Limitations & When NOT to Use This Approach
When IRSA Works Well
- ✅ Cross-account pod authentication
- ✅ Need audit trail (CloudTrail)
- ✅ Short-lived credentials (hours, not months)
- ✅ Fine-grained role-based access control
- ✅ Running in EKS (managed Kubernetes)
When to Consider Alternatives
- ❌ On-premises Kubernetes: IRSA only works on EKS (AWS-managed). For on-prem, use ServiceAccount tokens and OIDC federation to external IAM systems
- ❌ Permanent Access Needed: If your controller runs 24/7 and can’t handle token expiration, static credentials might be unavoidable (mitigate with rotation and vaulting)
- ❌ Multi-Tenant Within Same Account: IRSA uses IAM roles. If you need finer-grained multi-tenancy, consider Kubernetes RBAC alone
- ❌ Cross-Provider Cloud: IRSA is AWS-specific. For Kubernetes on GCP, use Workload Identity; on Azure, use Managed Identity
Summary: The Complete Picture
You now have a production-ready setup for cross-account Istio management:
Account 1 (Controller)
- ✓ OIDC provider trusts Kubernetes
- ✓ Service account annotated with IAM role
- ✓ IAM role set up with OIDC trust policy
- ✓ Automatic token generation and refresh
- ✓ No cross-account role assumption needed
Account 2 (Istio)
- ✓ aws-auth ConfigMap maps Account 1 role to Kubernetes user
- ✓ RBAC ClusterRole grants Istio permissions to that user
- ✓ Least privilege access to Istio resources
- ✓ Audit trail in CloudTrail
Security Model
- ✓ No hardcoded credentials
- ✓ Temporary credentials (1-hour default)

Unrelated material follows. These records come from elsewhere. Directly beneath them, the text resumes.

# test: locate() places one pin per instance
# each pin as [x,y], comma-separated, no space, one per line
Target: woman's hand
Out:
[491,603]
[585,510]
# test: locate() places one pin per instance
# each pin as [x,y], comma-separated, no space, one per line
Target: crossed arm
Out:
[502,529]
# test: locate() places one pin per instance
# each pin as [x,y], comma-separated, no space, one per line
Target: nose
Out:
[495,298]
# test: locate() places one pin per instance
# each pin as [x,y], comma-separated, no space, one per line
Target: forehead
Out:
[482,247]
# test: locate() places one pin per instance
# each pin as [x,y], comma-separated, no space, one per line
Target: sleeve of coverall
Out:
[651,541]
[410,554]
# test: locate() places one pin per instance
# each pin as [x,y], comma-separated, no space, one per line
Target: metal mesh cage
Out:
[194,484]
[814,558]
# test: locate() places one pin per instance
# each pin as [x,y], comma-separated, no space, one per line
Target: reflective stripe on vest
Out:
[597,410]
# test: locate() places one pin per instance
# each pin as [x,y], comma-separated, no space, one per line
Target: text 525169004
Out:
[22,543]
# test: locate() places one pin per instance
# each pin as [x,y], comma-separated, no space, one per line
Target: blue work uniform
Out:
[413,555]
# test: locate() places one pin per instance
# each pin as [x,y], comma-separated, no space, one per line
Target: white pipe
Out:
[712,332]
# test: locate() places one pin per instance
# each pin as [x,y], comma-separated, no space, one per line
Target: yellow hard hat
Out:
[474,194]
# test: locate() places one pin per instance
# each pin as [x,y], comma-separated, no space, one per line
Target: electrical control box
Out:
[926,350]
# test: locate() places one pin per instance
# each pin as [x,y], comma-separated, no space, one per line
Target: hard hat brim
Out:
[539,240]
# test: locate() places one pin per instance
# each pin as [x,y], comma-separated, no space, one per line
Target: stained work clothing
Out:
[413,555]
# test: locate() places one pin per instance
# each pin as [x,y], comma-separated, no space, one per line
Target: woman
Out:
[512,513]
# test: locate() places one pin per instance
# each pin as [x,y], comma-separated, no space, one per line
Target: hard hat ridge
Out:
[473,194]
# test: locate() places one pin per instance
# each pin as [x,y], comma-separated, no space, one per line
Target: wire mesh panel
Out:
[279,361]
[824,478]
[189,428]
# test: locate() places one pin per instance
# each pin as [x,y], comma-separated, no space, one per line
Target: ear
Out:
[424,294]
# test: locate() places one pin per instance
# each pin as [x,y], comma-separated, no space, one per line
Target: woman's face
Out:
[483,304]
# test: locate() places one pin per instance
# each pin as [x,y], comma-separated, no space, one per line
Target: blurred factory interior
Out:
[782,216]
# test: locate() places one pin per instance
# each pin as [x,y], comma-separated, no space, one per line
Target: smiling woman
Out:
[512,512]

- ✓ Defense in depth (OIDC + aws-auth + RBAC)
- ✓ Complete audit logging
- ✓ Automatic credential rotation
- ✓ Simpler architecture (no cross-account role assumption)

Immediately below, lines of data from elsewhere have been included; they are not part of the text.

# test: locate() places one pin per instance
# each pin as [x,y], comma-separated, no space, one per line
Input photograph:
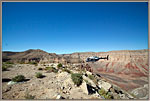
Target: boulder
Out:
[140,92]
[105,85]
[59,97]
[87,89]
[88,73]
[84,87]
[89,80]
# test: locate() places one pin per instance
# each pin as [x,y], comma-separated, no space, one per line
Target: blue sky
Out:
[67,27]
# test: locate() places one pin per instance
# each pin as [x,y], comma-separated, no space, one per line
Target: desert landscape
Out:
[124,75]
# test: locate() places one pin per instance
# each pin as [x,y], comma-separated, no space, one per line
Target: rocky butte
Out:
[127,69]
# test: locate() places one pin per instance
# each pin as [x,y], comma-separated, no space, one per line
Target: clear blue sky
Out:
[74,27]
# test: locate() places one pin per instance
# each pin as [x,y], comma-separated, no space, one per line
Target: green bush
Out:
[51,69]
[66,70]
[39,75]
[102,91]
[9,62]
[105,94]
[28,96]
[91,77]
[59,65]
[33,63]
[40,68]
[18,78]
[4,68]
[77,78]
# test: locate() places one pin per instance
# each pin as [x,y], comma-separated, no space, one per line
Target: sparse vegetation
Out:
[28,96]
[51,69]
[18,78]
[105,94]
[67,70]
[40,68]
[77,78]
[6,65]
[33,63]
[87,82]
[9,62]
[59,65]
[39,75]
[91,77]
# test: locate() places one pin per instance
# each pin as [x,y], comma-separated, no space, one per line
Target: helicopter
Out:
[95,58]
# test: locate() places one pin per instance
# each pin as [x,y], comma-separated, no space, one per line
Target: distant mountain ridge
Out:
[133,62]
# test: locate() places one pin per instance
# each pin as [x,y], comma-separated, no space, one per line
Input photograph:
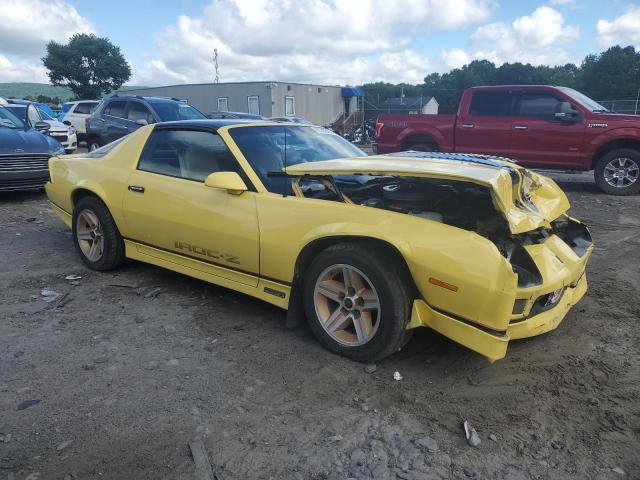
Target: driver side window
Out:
[188,154]
[33,116]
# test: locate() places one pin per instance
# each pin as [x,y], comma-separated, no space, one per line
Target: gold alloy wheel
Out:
[89,234]
[347,305]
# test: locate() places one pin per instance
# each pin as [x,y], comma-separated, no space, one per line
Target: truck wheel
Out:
[424,147]
[96,236]
[357,302]
[618,172]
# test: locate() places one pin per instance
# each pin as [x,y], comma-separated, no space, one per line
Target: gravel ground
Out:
[116,378]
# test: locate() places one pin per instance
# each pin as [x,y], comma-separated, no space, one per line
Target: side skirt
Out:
[271,292]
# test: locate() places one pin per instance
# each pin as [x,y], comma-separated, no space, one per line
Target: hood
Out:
[27,142]
[527,200]
[57,126]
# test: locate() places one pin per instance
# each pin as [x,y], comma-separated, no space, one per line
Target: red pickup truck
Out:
[539,126]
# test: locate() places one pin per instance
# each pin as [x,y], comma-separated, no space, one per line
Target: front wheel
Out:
[96,236]
[618,172]
[357,301]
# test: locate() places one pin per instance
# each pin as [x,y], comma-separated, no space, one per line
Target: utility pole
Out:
[215,63]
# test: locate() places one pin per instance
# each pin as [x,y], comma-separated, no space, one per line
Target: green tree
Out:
[90,66]
[612,74]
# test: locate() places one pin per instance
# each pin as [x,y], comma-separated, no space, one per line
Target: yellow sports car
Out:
[367,248]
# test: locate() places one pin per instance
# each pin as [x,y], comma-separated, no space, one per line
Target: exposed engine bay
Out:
[460,204]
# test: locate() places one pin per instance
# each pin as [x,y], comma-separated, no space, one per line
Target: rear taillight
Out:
[379,126]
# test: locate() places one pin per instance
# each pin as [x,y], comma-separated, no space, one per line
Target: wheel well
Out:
[80,193]
[614,145]
[417,139]
[387,251]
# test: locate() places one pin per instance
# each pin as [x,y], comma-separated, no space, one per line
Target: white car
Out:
[31,115]
[76,113]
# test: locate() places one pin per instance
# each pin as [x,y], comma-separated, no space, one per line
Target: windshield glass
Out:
[9,120]
[582,99]
[170,111]
[270,149]
[45,115]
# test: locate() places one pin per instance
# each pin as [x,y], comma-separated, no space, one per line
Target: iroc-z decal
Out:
[207,252]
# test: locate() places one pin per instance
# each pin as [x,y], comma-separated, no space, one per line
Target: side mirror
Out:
[42,127]
[229,181]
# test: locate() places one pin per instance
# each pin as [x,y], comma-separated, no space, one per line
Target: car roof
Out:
[216,123]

The beauty of this approach is that your controller code doesn’t need to think about credentials or cross-account role assumption. The AWS SDK automatically discovers and uses the IRSA credentials. The Kubernetes API server recognizes your Account 1 role via aws-auth and applies RBAC. It’s secure by default, simple to operate, and fully auditable.